Bref, les critiques acerbes et les injures fusent. Ils s’engueulent pour tout et n’importe quoi et ça vole bas, le plus souvent. Mais les excès n’empêchent pas l’humour et le rire, en l’occurrence cathartique. Entre scènes dramatiques, douloureuses, drôles, voire burlesques, à l’écriture riche, on reprochera toutefois une tendance à l’hystérie. Elle est accentuée par la performance délirante de Valeria Bruni-Tedeschi. Certes, comme toujours, elle met beaucoup d’elle-même dans chacun de ses rôles, des choses qu’elle a vécues, rêvées, imaginés. Mais là, survoltée et shootée aux médicaments, elle en fait des tonnes en luttant pour récupérer l’objet de son amour.

En revanche, on salue la volonté d’apporter de la justesse et de l’authenticité dans ce récit sous haute tension tourné pendant la Covid, qui évoque la crise des Gilets jaunes, les brutalités policières, l’abandon de l’hôpital public, l’engagement inouï d’un personnel pourtant sous-payé, exténué, le délabrement des locaux. Non seulement Catherine Corsini s’inspire de sa propre histoire avec sa compagne ainsi que d’une mésaventure, mais elle a fait appel à de vrais soignants. Comme Aïssatou Diallo Sagna. Elle a 38 ans, incarne Kim, une infirmière qui apporte, comme les autres acteurs et actrices non professionnel-les, son expérience, sa maîtrise et son empathie envers les patients.

"Il ne s’agit ni d’un brûlot ni d’un manifeste"
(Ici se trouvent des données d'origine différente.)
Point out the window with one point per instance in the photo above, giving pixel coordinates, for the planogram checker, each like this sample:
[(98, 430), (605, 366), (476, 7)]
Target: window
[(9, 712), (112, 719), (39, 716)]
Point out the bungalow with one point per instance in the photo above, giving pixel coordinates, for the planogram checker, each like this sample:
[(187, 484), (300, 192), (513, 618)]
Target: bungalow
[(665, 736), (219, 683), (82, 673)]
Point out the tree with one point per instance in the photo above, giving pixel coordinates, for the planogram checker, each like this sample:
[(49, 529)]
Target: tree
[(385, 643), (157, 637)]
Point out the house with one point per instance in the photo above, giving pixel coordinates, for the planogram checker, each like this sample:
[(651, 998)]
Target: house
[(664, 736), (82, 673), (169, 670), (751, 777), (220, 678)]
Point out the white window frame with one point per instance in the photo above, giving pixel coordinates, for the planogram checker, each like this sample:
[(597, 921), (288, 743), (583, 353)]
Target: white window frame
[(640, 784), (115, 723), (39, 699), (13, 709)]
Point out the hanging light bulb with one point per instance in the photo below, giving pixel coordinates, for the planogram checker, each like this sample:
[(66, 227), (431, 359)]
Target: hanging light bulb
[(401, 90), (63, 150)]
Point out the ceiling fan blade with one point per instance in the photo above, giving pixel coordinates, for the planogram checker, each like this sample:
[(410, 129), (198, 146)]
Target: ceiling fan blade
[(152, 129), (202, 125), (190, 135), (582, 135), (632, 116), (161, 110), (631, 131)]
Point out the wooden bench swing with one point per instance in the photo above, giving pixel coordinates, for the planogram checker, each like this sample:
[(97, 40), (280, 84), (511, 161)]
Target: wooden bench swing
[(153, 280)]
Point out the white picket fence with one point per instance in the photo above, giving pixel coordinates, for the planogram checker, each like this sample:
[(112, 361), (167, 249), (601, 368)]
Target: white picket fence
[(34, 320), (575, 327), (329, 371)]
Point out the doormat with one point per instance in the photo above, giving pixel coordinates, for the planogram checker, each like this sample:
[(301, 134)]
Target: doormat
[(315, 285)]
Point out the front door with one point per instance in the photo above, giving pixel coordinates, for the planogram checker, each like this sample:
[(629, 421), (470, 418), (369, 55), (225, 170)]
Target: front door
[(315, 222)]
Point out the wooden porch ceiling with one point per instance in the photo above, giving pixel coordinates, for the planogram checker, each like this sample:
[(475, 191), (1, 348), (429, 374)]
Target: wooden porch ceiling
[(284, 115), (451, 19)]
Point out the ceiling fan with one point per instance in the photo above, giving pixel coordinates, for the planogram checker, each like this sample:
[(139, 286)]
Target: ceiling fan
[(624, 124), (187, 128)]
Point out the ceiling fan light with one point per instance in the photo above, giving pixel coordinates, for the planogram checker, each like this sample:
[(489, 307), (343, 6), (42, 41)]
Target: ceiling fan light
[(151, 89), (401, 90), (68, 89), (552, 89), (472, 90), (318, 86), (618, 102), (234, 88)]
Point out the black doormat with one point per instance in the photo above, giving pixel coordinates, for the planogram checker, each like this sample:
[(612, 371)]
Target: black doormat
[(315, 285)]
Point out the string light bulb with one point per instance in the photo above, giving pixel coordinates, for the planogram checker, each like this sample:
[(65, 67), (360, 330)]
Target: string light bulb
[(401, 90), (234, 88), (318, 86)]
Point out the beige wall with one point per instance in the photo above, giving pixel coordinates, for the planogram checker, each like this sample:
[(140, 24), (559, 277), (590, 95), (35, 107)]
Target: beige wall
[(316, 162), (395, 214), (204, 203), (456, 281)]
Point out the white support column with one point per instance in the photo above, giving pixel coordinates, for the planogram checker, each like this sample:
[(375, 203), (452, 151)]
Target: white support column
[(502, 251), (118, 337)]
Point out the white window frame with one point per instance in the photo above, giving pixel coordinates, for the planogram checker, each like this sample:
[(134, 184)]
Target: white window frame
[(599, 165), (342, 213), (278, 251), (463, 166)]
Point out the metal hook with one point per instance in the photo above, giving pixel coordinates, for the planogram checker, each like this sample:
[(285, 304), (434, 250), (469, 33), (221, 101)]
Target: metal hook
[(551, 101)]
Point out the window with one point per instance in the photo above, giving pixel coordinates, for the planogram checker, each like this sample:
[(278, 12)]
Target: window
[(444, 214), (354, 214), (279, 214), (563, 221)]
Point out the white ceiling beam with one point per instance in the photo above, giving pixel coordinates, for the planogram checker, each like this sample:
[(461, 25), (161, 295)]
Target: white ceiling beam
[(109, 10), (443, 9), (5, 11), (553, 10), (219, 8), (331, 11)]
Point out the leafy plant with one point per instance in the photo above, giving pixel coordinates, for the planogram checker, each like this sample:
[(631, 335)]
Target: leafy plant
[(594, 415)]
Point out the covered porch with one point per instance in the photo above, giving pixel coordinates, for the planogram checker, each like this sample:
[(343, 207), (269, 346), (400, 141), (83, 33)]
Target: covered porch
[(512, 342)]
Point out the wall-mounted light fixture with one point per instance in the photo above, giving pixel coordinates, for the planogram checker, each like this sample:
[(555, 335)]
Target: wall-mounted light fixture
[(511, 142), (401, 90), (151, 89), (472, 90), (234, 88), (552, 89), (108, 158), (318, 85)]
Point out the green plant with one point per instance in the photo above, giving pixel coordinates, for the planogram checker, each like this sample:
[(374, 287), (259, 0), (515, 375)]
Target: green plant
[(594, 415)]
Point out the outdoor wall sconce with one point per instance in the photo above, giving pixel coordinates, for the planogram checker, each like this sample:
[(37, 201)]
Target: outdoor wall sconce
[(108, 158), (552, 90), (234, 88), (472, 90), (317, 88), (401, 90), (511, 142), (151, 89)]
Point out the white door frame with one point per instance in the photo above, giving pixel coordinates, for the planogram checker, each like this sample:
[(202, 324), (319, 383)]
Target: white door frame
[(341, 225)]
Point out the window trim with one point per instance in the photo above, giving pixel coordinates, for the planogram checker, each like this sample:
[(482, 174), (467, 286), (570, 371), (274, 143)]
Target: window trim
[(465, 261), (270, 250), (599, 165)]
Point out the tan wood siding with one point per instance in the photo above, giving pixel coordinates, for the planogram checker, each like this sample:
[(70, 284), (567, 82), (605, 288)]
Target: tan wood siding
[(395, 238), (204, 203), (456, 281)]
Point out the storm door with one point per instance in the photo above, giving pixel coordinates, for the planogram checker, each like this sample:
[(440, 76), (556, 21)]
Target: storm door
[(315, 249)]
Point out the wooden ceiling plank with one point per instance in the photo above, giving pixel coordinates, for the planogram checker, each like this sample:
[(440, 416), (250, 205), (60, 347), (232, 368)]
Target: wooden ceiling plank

La fracture est un film engagé, un film de résistance. "Il faut parler de tout cela pour ne pas laisser à nos enfants un monde pourri". Pour autant Catherine Corsini nie une volonté d’interpeler les autorités politiques. "Je l’ai fait pour raconter une histoire avec un fond humaniste et en jouant des ressorts de la comédie. Il ne s’agit ni d’un brûlot, ni d’un manifeste". Le film résonnant par ailleurs avec le théâtre, Catherine Corsini avoue qu’elle craignait la chose. "Je voulais que ce soit brisé par une manière de filmer qui crée le mouvement. Je souhaitais que les comédiens puissent improviser, que tout le monde parvienne à s’échappe". 

L’opus, qui figurait en compétition au Festival de Cannes, a décroché, rappelons-le, la Queer Palm. Cela peut surprendre dans la mesure où  l’homosexualité est particulièrement banalisée. Mais en fait, c'est logique.. "Ce qui me tenait à cœur, a déclaré la lauréate très émue en recevant son prix, c’était de raconter un couple de femmes d’une cinquantaine d’années qui a vécu le fait de s’assumer. Il est juste de dire que l’homosexualité est un sujet et en même temps qu’il n’en est pas un, car il est intégré, déjouant les préjugés. C’est merveilleux d’être récompensée pour cela". 

A l'affiche dans les salles de Suisse romande dès mercredi 27 octobre.